Quality of Life Outcomes in Primary Caregivers of Children with Esophageal Atresia

Abstract

To investigate the quality of life (QoL) impact on primary caregivers of children with esophageal atresia. We used a prospective cohort study design, inviting primary caregivers of children with esophageal atresia to complete the following questionnaires: Parent Experience of Child Illness (PECI), Patient-Reported OutcomesMeasurement Information System (PROMIS) Anxiety, PROMIS Depression, 12-Item Short Form Survey (SF-12), and Pediatric Quality of Life Inventory (PedsQL). The PECI, PROMIS Anxiety and Depression, and SF-12 assessed caregiver QoL, and the PedsQL assessed patient QoL. Patients with Gross type E esophageal atresia served as controls. The primary caregivers of 100 patients (64 males, 36 females; median age, 4.6years; range, 3.5months to 19.0years) completed questionnaires.
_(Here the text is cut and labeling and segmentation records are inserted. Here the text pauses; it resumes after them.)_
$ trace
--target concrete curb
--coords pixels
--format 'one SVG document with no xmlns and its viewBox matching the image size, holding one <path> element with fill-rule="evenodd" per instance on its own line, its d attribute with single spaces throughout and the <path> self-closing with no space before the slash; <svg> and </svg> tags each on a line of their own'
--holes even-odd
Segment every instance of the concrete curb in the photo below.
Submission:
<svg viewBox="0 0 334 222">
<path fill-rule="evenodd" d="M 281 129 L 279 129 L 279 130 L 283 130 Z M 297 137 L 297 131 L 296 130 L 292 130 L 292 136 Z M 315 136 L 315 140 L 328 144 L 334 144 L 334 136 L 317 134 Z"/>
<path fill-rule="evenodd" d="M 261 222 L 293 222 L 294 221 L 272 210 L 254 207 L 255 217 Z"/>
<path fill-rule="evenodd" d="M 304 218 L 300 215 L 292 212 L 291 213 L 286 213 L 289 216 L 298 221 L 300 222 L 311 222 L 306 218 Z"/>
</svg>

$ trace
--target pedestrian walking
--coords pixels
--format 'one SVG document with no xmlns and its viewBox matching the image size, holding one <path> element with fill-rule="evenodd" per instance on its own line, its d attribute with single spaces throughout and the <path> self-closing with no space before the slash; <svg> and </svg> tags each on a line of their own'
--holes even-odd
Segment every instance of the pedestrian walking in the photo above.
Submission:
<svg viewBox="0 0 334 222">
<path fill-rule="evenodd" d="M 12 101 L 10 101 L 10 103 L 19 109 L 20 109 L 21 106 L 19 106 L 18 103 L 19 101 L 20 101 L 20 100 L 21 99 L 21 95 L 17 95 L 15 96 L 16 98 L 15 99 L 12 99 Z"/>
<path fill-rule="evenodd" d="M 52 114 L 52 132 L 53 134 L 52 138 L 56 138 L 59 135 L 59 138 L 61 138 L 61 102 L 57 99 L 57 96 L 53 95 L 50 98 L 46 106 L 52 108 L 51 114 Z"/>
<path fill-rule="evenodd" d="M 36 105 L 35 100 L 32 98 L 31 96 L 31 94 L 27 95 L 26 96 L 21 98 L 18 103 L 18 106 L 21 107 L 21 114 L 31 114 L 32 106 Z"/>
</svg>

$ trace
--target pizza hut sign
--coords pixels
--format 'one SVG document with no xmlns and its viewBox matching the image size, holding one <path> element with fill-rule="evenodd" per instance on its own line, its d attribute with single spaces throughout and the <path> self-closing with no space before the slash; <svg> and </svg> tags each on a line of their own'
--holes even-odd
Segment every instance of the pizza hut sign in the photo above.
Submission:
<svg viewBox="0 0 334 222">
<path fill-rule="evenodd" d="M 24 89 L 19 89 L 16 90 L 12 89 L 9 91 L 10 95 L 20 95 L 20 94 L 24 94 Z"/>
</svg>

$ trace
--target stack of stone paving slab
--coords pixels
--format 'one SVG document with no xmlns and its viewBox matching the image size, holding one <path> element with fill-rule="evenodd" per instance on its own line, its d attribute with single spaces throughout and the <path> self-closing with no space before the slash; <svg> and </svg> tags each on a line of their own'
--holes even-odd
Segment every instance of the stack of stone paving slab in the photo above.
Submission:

The majority (76 of 100) of patients had Gross type C esophageal atresia. A VACTERL (vertebral anomalies, anorectal malformation, cardiac anomalies, tracheoesophageal fistula, renal anomalies, limb anomalies) association was found in 30, ≥1 esophageal dilatation was performed in 57, and fundoplication was performed in 11/100. When stratified by esophageal atresia types, significant differences were found in 2 PECI subscales (unresolved sorrow/anger, P=.02; uncertainty, P=.02), in PROMIS Anxiety (P=.02), and in SF-12 mental health (P=.02) and mental component summary scores (P=.02). No significant differences were found for VACTERL association, nor esophageal dilatation. Requirement for fundoplication resulted in lower SF-12 general health score, and lower PedsQL social and physical functioning scores. We have demonstrated that caring for a child with esophageal atresia and a previous requirement for fundoplication impacts caregiver QoL.